652 父の見送り
ヾ('ω'⊂ )))Σ≡サラバ!!
「じゃあ、そろそろ行くわね」
翌日、少し早めの朝食を食べ終わってから、父さんはそう言って帰り支度をして玄関にいた。
「おじいちゃん、またきてね」
「ええ、千鶴ちゃんも元気でね」
すっかり孫が可愛い様子の父さん。まあ、千鶴の可愛さも相まってるのだろう。自慢の娘なのでそれは当然だが、ただ、もう少しお土産とかプレゼントはセーブしてもいいかなぁとは思うのだ。
「お義父さん、孫が生まれたら顔出しにきてくださいね」
「ええ、遥香さんも出産大変だろうけど、頑張ってね」
そういえば、父さんと遥香さんも随分と仲良くなったものだ。まあ、だからと言って変な勘ぐりとか勘違いとかはしないけどね。遥香のこと信じてるし、それに父さんの覚悟を知ってるから、この先も多分父さんは恋愛も再婚もしないだろうという確信があった。
父さんの母さんへの想い、それが俺には凄く尊敬出来るし見習いたいと思うのだ。俺も何があってもこの気持ちは変わらないだろうし、きっと遥香以外を愛することもこの先一生無いだろう。それくらい本気だし、それくらい大切なのだ。

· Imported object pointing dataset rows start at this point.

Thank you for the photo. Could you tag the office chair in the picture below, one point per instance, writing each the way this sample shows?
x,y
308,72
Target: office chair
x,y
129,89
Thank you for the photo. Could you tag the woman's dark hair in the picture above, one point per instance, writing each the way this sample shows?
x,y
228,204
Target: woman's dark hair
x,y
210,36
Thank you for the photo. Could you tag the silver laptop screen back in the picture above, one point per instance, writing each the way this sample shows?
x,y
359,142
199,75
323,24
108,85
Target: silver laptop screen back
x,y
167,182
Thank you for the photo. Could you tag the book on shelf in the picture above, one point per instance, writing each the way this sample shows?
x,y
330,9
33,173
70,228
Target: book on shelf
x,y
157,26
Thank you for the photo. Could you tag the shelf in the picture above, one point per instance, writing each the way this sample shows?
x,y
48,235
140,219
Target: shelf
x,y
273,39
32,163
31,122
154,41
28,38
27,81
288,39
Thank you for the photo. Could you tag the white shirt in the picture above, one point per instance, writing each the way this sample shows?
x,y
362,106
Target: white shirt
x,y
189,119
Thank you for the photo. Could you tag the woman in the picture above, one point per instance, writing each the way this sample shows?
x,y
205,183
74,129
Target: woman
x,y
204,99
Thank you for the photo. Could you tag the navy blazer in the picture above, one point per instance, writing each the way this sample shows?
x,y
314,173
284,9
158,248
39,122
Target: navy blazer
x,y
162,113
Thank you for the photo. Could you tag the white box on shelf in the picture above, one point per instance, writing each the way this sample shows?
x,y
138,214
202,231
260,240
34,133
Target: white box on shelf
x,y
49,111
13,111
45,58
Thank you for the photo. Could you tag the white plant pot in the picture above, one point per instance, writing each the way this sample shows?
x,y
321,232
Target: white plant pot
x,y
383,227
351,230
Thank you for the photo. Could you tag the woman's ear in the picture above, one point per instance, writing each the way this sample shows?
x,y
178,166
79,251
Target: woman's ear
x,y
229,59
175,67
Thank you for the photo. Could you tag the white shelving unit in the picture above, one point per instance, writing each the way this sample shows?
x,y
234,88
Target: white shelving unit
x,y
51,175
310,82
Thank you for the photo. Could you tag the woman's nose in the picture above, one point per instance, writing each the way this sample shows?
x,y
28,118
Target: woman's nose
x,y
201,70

そうして孫と息子の嫁と軽く挨拶をしてから、父さんは俺に視線を向けると言った。
「健斗、あんまり頑張りすぎないようにね」
「その言葉そっくりそのまま返すよ」
「私は、やりたいことやってるだけだもの」
「俺だってそうだよ。これは俺のやりたいことなんだから」
主夫として家を守る、それが俺にとって何よりもやり甲斐のあることだし、やりたい事なのだ。そういう部分はある意味父さんに似てるのかもしれない。好きなことに、好きな人に一直線。うん、やっぱり俺は父さんと母さんの子供なんだろう。
「まあ、いいわ。また来るからね」
「うん、楽しみにしてるよ」
そう行ってから父さんを見送ると、遥香はポツリと言った。
「なんというか、見た目的には祖父という単語に違和感しかないが、中身は不器用な祖父って感じだな」
なるほど、確かにそうかもしれない。ただ、見た目的には祖母でも違和感あるのがねぇ・・・まあ、だからと言ってお義母さんも祖母という単語は結構違和感あるから、なかなか難しいが。俺も童顔気味だけど、出来れば渋いイケメンに老けたいものだ。まあ、髭すら生えないから夢のまた夢なのかもしれないけどさ・・・いいじゃん、夢見たって!そういうダンディーなお父さんカッコイイしね。まあ、無いもの強請りだと分かってるから言わないけどさ。そんな感じで父さんを見送るのだった。